2. Remove from the heat and add the flour, stirring with a spatula until combined. Return to the heat and stir for 2 minutes until the mixture forms a smooth paste and forms a ball.
3. Place the mixture into the bowl of a freestanding mixer with a paddle attachment. Beat for 3 minutes, or until the mixture has cooled.
4. Add the eggs, one at a time, mixing thoroughly between each addition. Mix until smooth and glossy.
5. Place the pastry into a piping bag with a 1 cm nozzle. Pipe 5 cm circles onto lined baking trays.
6. Select Moisture Plus with Fan Plus at 170°C with 1 manual burst of steam. Alternatively use the Automatic Programme found under: Cookies / Muffins / Choux buns.
7. Place the trays on shelf levels 2 and 4 and release the burst of steam after 5 minutes.
8. Set a minute minder for 15 minutes and turn the Crisp function on, continue to bake for a further 25 minutes.
9. Remove from the oven and cool completely before filling.

Macadamia brittle cream

1. Line a baking tray with baking paper or a silicone mat.
2. Combine the nuts, salt and bi-carb soda in a small bowl.
3. Combine the sugar, water and glucose in a saucepan. Place over medium heat, induction setting 6, and bring to the boil. Cook for 8 minutes, or until the caramel turns a light brown colour.
4. Add the butter and stir to combine. Continue to cook over medium heat, induction setting 6, for 8 minutes or until a sugar thermometer reads 150°C. Stir through the nuts.
5. Pour onto the prepared baking tray and allow to cool.
6. Chop or hit with a rolling pin to create brittle crumbs.
7. Whip the cream to form stiff peaks and fold through the brittle crumbs.

Chocolate ganache

1. Place the cream in a small saucepan and bring to the boil on medium-high heat, induction setting 7. Place the chocolate in a bowl, pour hot cream over and whisk in the butter, until the chocolate is fully melted and the mixture is smooth and glossy. Set aside until required.

To serve

1. Dip the buns in the ganache and set aside for the chocolate to set.
2. Halve the buns and fill with the macadamia brittle cream. Sprinkle with extra brittle, if desired.

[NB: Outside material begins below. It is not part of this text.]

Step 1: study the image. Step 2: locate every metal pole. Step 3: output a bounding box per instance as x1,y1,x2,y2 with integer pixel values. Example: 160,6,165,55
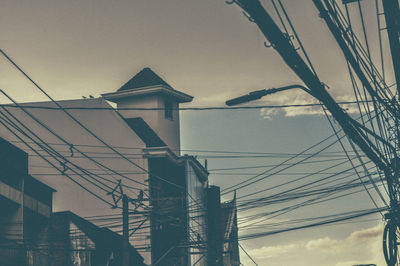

Alternative appliance functions

Dialog oven

  • Place the choux buns on shelf level 2 in the Dialog oven and start the Automatic programme found under Cookies / Muffins / Choux buns.
  • Alternatively place the buns into the oven on M Chef + Fan Plus at 190°C + GU: Strong Intensity + Preheat OFF + Crisp function ON. Cook for 33 minutes or until golden.


Combi steam pro oven

  • Place the choux on shelf level 2 in the oven and start the Automatic programme found under Cookies / Muffins / Choux buns.
  • Alternatively place the buns on shelf level 2 in the oven on Combi mode: Fan Plus at 185°C + 0% moisture. Bake for 35-50 minutes.

Hints and tips

• Choux pastry can be frozen unbaked.
• Baked éclairs and choux pastry buns can be frozen fully cooked. Just thaw and refresh in the oven for 5 minutes, then cool and fill as required.